Зато Красная Армия, кажется, не знает, куда девать свои пополнения. Сколько уже перебито, сколько перемолото, а они все идут и идут. Падает сотня, а родит тысячу. В чем дело? И все же, господа, унывать еще нет оснований. Вы еще увидите, что будет с красными, когда он начнет громить их тылы. В конце концов разве дело в количестве? Армии их превратятся в толпы, если пустить на них танки, с которыми они совершенно не умеют бороться…
Через площадь уже идет на рысях кавалерия, любимая его кавалерия, что ходит в атаки, как на праздник, — с папиросой в зубах. Придерживаясь традиции, она и сейчас мчится через площадь, сжав в зубах папиросы, лихо распустив чубы, только почему же в глазах всадников вместо веселья и удали какая-то тяжелая, злобная муть?
— А где броневики? — подойдя к Врангелю, холодно осведомляется полковник Кокс, недавно прибывший из Соединенных Штатов.
— Какие броневики? — делает удивленный вид Врангель, хотя он ждал этого вопроса.
— Я имею в виду те броневики, которые вместе с конницей участвовали в штурме каховских укреплений. Или, может быть, их успели уже растерять?
Дивизия действительно имела на вооружении немало броневиков, но их, как и артиллерию, корниловские командиры с согласия главнокомандующего нарочно решили на парад не выводить. В их расчеты совсем не входило показывать здесь самое ценное, чем снарядили их союзники. Наоборот, чем хуже, тем лучше!
— Броневики ремонтируются, — сдержанно ответил американцу Врангель. — Сегодня вы их не увидите, как не увидите и тех давно обещанных танков, которых мы так терпеливо ждем.

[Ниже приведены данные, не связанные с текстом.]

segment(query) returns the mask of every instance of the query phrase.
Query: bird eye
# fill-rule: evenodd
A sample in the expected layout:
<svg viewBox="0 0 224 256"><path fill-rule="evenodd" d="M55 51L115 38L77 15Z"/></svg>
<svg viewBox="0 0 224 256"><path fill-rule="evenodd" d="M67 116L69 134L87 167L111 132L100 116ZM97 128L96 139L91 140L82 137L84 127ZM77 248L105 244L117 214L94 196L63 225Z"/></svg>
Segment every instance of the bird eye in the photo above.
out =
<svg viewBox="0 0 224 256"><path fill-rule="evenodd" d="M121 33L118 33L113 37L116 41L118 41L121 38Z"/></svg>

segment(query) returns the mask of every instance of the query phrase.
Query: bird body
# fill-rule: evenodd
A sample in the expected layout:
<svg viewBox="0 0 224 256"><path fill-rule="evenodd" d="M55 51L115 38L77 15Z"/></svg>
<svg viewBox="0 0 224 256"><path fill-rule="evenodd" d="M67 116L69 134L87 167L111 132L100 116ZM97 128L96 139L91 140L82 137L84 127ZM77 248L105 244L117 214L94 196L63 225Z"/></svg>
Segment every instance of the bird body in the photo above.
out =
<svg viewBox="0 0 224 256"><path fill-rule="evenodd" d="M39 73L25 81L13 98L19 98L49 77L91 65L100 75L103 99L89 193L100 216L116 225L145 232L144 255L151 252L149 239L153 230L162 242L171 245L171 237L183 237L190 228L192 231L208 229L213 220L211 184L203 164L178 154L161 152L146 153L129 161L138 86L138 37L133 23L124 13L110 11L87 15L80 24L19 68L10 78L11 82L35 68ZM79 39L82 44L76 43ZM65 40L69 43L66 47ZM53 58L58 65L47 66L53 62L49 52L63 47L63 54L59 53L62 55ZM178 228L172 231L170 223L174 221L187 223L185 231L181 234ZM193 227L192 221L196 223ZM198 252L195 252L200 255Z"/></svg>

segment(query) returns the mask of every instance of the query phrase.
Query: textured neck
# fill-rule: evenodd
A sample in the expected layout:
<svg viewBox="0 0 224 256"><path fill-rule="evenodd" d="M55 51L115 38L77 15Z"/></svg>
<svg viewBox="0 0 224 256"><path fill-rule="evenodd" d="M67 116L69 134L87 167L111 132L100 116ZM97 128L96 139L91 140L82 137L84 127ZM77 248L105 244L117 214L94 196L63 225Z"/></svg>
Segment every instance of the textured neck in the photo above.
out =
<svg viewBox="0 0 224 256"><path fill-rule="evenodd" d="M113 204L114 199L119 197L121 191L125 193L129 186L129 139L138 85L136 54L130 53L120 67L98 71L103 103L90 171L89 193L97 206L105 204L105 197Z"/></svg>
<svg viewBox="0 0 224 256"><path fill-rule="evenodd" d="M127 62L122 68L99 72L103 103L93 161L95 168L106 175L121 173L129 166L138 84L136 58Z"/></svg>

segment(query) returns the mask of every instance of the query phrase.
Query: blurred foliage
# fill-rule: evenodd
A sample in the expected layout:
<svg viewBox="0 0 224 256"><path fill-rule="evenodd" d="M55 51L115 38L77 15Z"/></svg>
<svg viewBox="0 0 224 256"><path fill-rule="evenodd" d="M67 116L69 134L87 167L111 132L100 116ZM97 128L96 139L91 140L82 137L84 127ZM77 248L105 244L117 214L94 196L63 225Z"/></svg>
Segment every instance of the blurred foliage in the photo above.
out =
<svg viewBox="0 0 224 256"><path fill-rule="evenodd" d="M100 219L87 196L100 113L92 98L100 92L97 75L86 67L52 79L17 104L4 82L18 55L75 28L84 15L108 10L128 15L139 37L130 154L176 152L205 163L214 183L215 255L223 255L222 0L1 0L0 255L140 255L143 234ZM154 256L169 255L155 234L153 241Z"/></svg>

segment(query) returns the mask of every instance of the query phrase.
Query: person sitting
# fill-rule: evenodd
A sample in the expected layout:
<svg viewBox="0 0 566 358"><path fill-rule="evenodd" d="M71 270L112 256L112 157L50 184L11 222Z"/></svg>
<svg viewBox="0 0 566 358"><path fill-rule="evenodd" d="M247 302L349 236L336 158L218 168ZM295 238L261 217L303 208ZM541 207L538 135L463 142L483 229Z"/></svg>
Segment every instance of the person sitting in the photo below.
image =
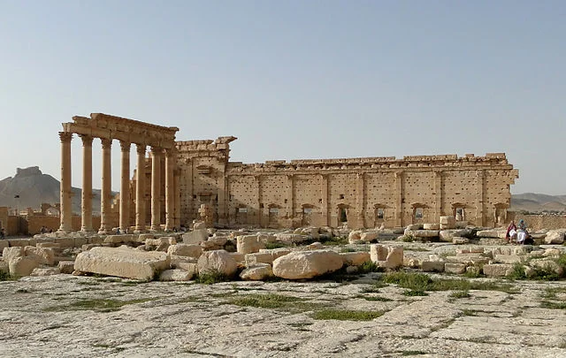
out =
<svg viewBox="0 0 566 358"><path fill-rule="evenodd" d="M507 242L513 242L516 236L516 226L515 220L511 220L511 224L507 227L507 232L505 232L505 240Z"/></svg>

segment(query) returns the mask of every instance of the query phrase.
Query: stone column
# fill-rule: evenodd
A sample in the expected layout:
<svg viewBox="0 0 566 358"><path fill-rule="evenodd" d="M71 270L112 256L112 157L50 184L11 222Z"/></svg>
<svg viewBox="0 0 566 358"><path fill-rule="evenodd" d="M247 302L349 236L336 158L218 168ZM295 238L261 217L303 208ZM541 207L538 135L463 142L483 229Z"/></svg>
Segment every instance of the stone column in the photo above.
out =
<svg viewBox="0 0 566 358"><path fill-rule="evenodd" d="M403 172L395 171L395 226L403 225Z"/></svg>
<svg viewBox="0 0 566 358"><path fill-rule="evenodd" d="M175 161L172 149L165 149L165 231L170 232L175 226L174 212L174 174Z"/></svg>
<svg viewBox="0 0 566 358"><path fill-rule="evenodd" d="M120 177L120 231L130 227L130 143L120 141L122 175Z"/></svg>
<svg viewBox="0 0 566 358"><path fill-rule="evenodd" d="M151 147L151 227L152 232L161 228L161 148Z"/></svg>
<svg viewBox="0 0 566 358"><path fill-rule="evenodd" d="M136 144L138 168L135 171L135 231L145 232L145 145Z"/></svg>
<svg viewBox="0 0 566 358"><path fill-rule="evenodd" d="M92 232L92 140L90 135L80 134L82 140L82 195L80 231Z"/></svg>
<svg viewBox="0 0 566 358"><path fill-rule="evenodd" d="M173 227L180 228L180 171L176 169L173 171Z"/></svg>
<svg viewBox="0 0 566 358"><path fill-rule="evenodd" d="M111 146L112 140L101 138L103 145L103 182L100 194L100 229L99 234L111 232L110 210L112 200L112 171L111 171Z"/></svg>
<svg viewBox="0 0 566 358"><path fill-rule="evenodd" d="M73 207L71 202L71 140L72 133L59 132L61 140L61 186L60 186L60 222L59 232L73 231Z"/></svg>

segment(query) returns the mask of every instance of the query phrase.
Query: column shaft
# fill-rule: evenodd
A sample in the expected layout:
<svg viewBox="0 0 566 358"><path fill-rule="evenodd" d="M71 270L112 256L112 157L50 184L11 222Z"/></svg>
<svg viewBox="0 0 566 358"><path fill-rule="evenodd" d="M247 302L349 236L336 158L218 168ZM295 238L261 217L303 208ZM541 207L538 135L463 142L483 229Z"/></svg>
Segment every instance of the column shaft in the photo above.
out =
<svg viewBox="0 0 566 358"><path fill-rule="evenodd" d="M100 229L98 233L107 234L111 232L110 210L112 200L112 178L111 178L111 145L112 141L102 138L103 145L103 176L102 192L100 194Z"/></svg>
<svg viewBox="0 0 566 358"><path fill-rule="evenodd" d="M92 229L92 141L90 135L80 135L82 140L82 195L80 231L90 232Z"/></svg>
<svg viewBox="0 0 566 358"><path fill-rule="evenodd" d="M163 149L151 147L151 228L153 232L161 228L161 156Z"/></svg>
<svg viewBox="0 0 566 358"><path fill-rule="evenodd" d="M59 132L61 139L61 215L59 232L71 232L73 231L73 208L71 202L71 140L73 133Z"/></svg>
<svg viewBox="0 0 566 358"><path fill-rule="evenodd" d="M174 166L172 149L167 149L165 151L165 231L172 231L175 226Z"/></svg>
<svg viewBox="0 0 566 358"><path fill-rule="evenodd" d="M138 163L135 171L135 232L145 232L145 145L136 144Z"/></svg>
<svg viewBox="0 0 566 358"><path fill-rule="evenodd" d="M122 152L122 175L120 177L120 230L130 227L130 143L120 141Z"/></svg>

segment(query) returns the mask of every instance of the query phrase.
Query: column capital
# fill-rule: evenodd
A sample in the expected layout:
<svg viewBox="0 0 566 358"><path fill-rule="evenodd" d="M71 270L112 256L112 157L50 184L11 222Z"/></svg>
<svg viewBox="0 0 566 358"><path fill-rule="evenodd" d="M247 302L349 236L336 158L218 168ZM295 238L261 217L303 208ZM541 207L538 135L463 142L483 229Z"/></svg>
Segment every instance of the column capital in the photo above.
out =
<svg viewBox="0 0 566 358"><path fill-rule="evenodd" d="M103 149L110 149L112 145L112 140L107 138L101 138L100 142L103 145Z"/></svg>
<svg viewBox="0 0 566 358"><path fill-rule="evenodd" d="M145 144L135 144L135 151L139 154L139 155L144 155L145 156Z"/></svg>
<svg viewBox="0 0 566 358"><path fill-rule="evenodd" d="M132 143L130 143L129 141L120 141L120 149L123 152L129 152L131 145Z"/></svg>
<svg viewBox="0 0 566 358"><path fill-rule="evenodd" d="M70 132L59 132L59 139L61 143L70 142L73 139L73 133Z"/></svg>
<svg viewBox="0 0 566 358"><path fill-rule="evenodd" d="M82 146L83 147L92 146L92 141L93 141L92 135L79 134L79 136L82 140Z"/></svg>

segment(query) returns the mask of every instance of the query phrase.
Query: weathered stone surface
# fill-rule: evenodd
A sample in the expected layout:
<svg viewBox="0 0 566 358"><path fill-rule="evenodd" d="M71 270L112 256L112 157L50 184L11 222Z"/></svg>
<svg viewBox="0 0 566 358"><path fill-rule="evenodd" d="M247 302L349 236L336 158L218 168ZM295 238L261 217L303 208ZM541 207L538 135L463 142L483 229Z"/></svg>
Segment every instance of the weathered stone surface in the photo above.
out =
<svg viewBox="0 0 566 358"><path fill-rule="evenodd" d="M59 272L71 274L74 270L74 261L59 261Z"/></svg>
<svg viewBox="0 0 566 358"><path fill-rule="evenodd" d="M167 248L167 254L177 256L189 256L199 258L203 254L203 248L195 244L176 244Z"/></svg>
<svg viewBox="0 0 566 358"><path fill-rule="evenodd" d="M387 258L387 248L380 244L370 245L370 257L372 262L385 261Z"/></svg>
<svg viewBox="0 0 566 358"><path fill-rule="evenodd" d="M443 272L445 263L443 261L423 261L421 270L424 272Z"/></svg>
<svg viewBox="0 0 566 358"><path fill-rule="evenodd" d="M340 270L343 263L334 251L292 252L273 261L273 274L287 279L312 278Z"/></svg>
<svg viewBox="0 0 566 358"><path fill-rule="evenodd" d="M240 278L244 280L261 281L273 276L272 265L269 263L256 263L248 267L240 273Z"/></svg>
<svg viewBox="0 0 566 358"><path fill-rule="evenodd" d="M24 255L33 257L40 264L50 266L55 264L55 253L50 248L27 246L24 248Z"/></svg>
<svg viewBox="0 0 566 358"><path fill-rule="evenodd" d="M159 275L159 281L190 281L193 276L184 270L165 270Z"/></svg>
<svg viewBox="0 0 566 358"><path fill-rule="evenodd" d="M369 252L343 252L340 255L342 256L344 264L348 266L360 266L371 261Z"/></svg>
<svg viewBox="0 0 566 358"><path fill-rule="evenodd" d="M547 236L545 236L545 244L558 244L562 245L564 243L564 233L566 233L566 230L550 230L547 232Z"/></svg>
<svg viewBox="0 0 566 358"><path fill-rule="evenodd" d="M461 275L466 271L466 265L463 263L446 263L444 264L444 271L447 273L455 273Z"/></svg>
<svg viewBox="0 0 566 358"><path fill-rule="evenodd" d="M119 278L151 280L170 266L167 254L160 251L137 251L129 248L93 248L81 252L74 269Z"/></svg>
<svg viewBox="0 0 566 358"><path fill-rule="evenodd" d="M513 265L509 263L491 263L484 265L484 275L492 278L501 278L510 275Z"/></svg>
<svg viewBox="0 0 566 358"><path fill-rule="evenodd" d="M183 234L183 243L185 244L199 244L209 239L209 232L206 229L194 230Z"/></svg>
<svg viewBox="0 0 566 358"><path fill-rule="evenodd" d="M14 257L8 262L10 275L14 278L28 276L34 269L39 266L39 263L33 257L19 256Z"/></svg>
<svg viewBox="0 0 566 358"><path fill-rule="evenodd" d="M456 227L456 218L452 216L440 217L440 230L450 230Z"/></svg>
<svg viewBox="0 0 566 358"><path fill-rule="evenodd" d="M233 276L238 270L238 263L226 250L205 251L198 259L198 272L219 272L228 277Z"/></svg>
<svg viewBox="0 0 566 358"><path fill-rule="evenodd" d="M242 235L236 238L236 248L240 254L251 254L259 252L265 245L259 241L257 235Z"/></svg>
<svg viewBox="0 0 566 358"><path fill-rule="evenodd" d="M51 276L59 275L61 271L58 267L35 268L29 276Z"/></svg>

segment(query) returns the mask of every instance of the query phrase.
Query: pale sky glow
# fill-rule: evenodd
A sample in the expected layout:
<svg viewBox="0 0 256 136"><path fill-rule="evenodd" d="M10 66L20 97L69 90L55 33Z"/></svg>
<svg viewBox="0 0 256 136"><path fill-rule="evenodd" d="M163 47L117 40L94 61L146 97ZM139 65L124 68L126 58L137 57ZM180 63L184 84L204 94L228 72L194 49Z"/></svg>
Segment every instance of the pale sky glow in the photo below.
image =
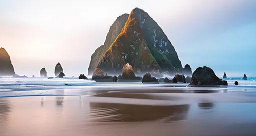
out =
<svg viewBox="0 0 256 136"><path fill-rule="evenodd" d="M182 66L220 76L256 76L256 0L0 0L0 47L18 74L87 74L90 56L116 18L138 7L172 42Z"/></svg>

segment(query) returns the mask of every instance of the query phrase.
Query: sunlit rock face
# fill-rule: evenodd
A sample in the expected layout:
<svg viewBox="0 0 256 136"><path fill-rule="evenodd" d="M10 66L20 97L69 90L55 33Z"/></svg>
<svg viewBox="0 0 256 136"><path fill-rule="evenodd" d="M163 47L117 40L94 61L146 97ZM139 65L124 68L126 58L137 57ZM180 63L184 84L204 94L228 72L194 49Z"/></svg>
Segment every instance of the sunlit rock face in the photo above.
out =
<svg viewBox="0 0 256 136"><path fill-rule="evenodd" d="M132 10L97 67L108 74L118 74L127 63L138 75L182 71L177 54L162 30L146 12L138 8Z"/></svg>
<svg viewBox="0 0 256 136"><path fill-rule="evenodd" d="M125 14L118 16L111 26L106 35L104 44L98 48L90 57L90 62L88 68L88 75L92 74L105 52L108 49L124 28L128 16L128 14Z"/></svg>
<svg viewBox="0 0 256 136"><path fill-rule="evenodd" d="M0 48L0 76L12 76L15 74L10 56L4 48Z"/></svg>

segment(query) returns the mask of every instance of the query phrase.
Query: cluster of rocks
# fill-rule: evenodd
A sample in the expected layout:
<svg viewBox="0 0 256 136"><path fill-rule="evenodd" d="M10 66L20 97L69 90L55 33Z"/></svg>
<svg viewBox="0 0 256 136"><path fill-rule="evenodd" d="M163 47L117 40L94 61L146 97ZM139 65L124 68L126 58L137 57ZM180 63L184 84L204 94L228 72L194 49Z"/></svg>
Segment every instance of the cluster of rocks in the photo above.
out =
<svg viewBox="0 0 256 136"><path fill-rule="evenodd" d="M80 80L84 79L84 80L88 80L88 78L84 76L84 74L80 74L80 76L79 76L79 77L78 77L78 78Z"/></svg>

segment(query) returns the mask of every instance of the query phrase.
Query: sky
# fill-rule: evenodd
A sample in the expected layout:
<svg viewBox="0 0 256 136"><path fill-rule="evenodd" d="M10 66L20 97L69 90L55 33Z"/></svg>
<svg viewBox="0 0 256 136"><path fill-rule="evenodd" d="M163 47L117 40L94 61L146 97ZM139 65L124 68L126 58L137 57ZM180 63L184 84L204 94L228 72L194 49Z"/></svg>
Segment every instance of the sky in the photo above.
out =
<svg viewBox="0 0 256 136"><path fill-rule="evenodd" d="M87 74L90 56L118 16L138 7L162 28L183 66L256 77L256 0L0 0L0 47L16 72Z"/></svg>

— Танки будут, — сухо заверил полковник. — Были бы экипажи.
Для завершения парада иноземным гостям был приготовлен сюрприз — джигитовка с «умыканием» казаками девушки-невесты.
Чаплинские оборвыши, еще выше взобравшиеся на деревья, чтобы увидеть все, вдруг закричали на всю площадь:
— Девчат везут! Наталку, Гаркушину наймичку! И тех, что за частушки в холодной сидели.